El castaño miró a los tres hombres vestidos de negro y gafas de sol. Guardaespaldas.

−Al ver las noticias no me quise arriesgar− le dijo mientras los guardaespaldas le abrían paso hacia la entrada.

−¿Cómo se llama?− escucharon preguntar.

−¿Dónde la conoció?− si volvía a escuchar una maldita pregunta sobre su supuesta relación con la esmeralda mandaría a todos a esos bastardos al infierno.

−Señores por favor− habló Lang. –Somos personas muy ocupadas− dicho esto ambos se adentraron en la empresa, dejando a los periodistas curiosos.

−Sakura anda preocupada− dijo cuando estuvieron dentro de la empresa.

−Habrá que llamar al señor Wu− dijo. –El chisme se está esparciendo rápidamente−

−Lo que me faltaba− dijo mientras se frotaba la sien.

Los últimos días que pasaron en Francia fueron muy agitados pero al fin ya estaban en Japón y agradeció a Dios que ya no se escuchaba nada sobre su supuesta relación con su jefe, ambos acababan de bajarse del jet privado. Se alegró de ver al mismo chico de la vez pasada con Kero en brazos.

−¡Kero!− exclamó con felicidad, rápido lo tomó en brazos. −Te extrañé mucho− el castaño sonrió al verla tan feliz luego de todo lo que había pasado.

−He dicho que me dejen pasar− escucharon.

Tanto la mirada chocolatada y la esmeralda se posaron sobre un grupo de hombres vestidos de negros impidiéndole el paso a otro hombre.

−Es una zona privada− habló un hombre con seriedad. –Si no se marcha lo sacaremos a la fuerza−

−De aquí no me muevo− la castaña alzó una ceja al escuchar la familiar voz.

Retrocedió al ver como los hombres estaban dispuestos a sacarlo.

−¿Se puede saber qué está pasando?− preguntó el castaño con voz profunda y seria.

−Este señor burló la seguridad− dijo un hombre.

Se apartaron para que el castaño pudiera ver al hombre.

−Llamen a la policía− dijo mirando al hombre con superioridad.

−¡Vete al diablo!− espetó, intentó acercarse al castaño pero fue detenido.

−¿Touya?− preguntó la castaña sorprendida. –Por favor Shaoran, es mi hermano− le dijo al castaño.

Asintió para que dejaran libre al hombre

No pudo evitar retroceder al ver como su hermano se acercaba a ella con pasos firmes. Estaba furioso.

−¿Cómo te atreviste?− fue lo primero que escuchó de la boca de su hermano.

−De...de...que ha...− pero sus palabras fueron detenidas por el fuerte golpe contra su mejilla.

−Suéltenme− ordenó a los hombres que al ver como le había pegado rápido lo tomaron por los hombros impidiéndole que se acercara más a ella.

Estaba perplejo, ver como ese sujeto le había pegado a la esmeralda lo llenó de furia.

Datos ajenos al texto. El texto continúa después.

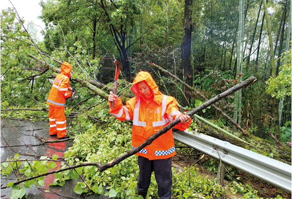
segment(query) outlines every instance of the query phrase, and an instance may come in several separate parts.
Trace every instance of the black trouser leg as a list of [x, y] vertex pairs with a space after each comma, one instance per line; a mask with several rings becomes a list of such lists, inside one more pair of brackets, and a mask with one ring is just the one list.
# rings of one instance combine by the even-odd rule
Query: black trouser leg
[[171, 158], [162, 160], [149, 160], [142, 156], [138, 157], [140, 171], [138, 177], [138, 191], [147, 191], [150, 185], [152, 172], [154, 171], [158, 184], [158, 196], [161, 199], [171, 198], [172, 173]]
[[160, 199], [171, 198], [172, 173], [171, 158], [153, 161], [154, 173], [158, 184], [158, 196]]
[[137, 189], [139, 192], [148, 190], [150, 185], [151, 174], [153, 172], [153, 165], [151, 160], [142, 156], [138, 157], [139, 175], [137, 183]]

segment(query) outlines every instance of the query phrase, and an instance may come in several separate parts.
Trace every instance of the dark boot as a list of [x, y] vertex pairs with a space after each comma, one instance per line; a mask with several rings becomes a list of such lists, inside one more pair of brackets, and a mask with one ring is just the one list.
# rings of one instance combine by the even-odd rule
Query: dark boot
[[148, 192], [148, 190], [144, 191], [143, 192], [139, 192], [138, 191], [138, 196], [142, 196], [142, 197], [144, 199], [146, 199], [146, 197], [147, 196], [147, 192]]

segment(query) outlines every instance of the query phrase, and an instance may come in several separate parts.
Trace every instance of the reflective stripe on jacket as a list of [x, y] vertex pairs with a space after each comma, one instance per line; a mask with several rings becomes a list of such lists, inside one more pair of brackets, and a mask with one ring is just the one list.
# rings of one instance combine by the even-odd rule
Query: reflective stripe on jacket
[[70, 64], [64, 62], [61, 67], [61, 73], [57, 76], [54, 82], [51, 91], [49, 94], [47, 103], [57, 107], [65, 106], [66, 98], [71, 95], [68, 92], [70, 80], [70, 72], [72, 67]]
[[[146, 99], [139, 95], [136, 85], [144, 80], [154, 94]], [[119, 99], [114, 108], [110, 109], [110, 113], [121, 121], [133, 120], [132, 147], [134, 149], [182, 113], [178, 110], [178, 103], [174, 98], [163, 95], [159, 92], [152, 77], [147, 72], [141, 72], [137, 75], [132, 90], [136, 97], [127, 101], [126, 106], [123, 106]], [[190, 123], [191, 121], [184, 124], [180, 122], [174, 127], [184, 130]], [[149, 160], [156, 160], [168, 158], [175, 154], [172, 131], [170, 129], [136, 155]]]

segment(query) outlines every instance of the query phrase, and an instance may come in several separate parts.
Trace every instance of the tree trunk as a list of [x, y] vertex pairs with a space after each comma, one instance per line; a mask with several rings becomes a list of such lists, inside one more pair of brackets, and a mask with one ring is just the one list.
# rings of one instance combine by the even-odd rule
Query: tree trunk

−Te juro que te arrepentirás de esto− amenazó. Se acercó a Sakura la cual se había quedado con la cabeza baja mientras lagrimas bajaban por sus mejillas.

−¡No te tengo miedo, mi hermana no es ninguna de tus putas!− le gritó mientras trataba de zafarse de aquellos hombres. −¡Aléjate de ella!− le ordenó al verlo abrazar a su hermana.

Nunca en su vida había visto a su hermano tan furioso, claro, si ella hubiese estado en sus zapatos también estaría furiosa.

−Sáquenlo de aquí− le ordenó a sus hombres.

−No por favor− le escuchó decir en susurro. −Será mejor que me valla− se separó de él.

−No dejaré que te vayas con ese animal− le advirtió.

−¡Aquí el único que se la quiere follar como un animal eres tú!− gruñó Touya.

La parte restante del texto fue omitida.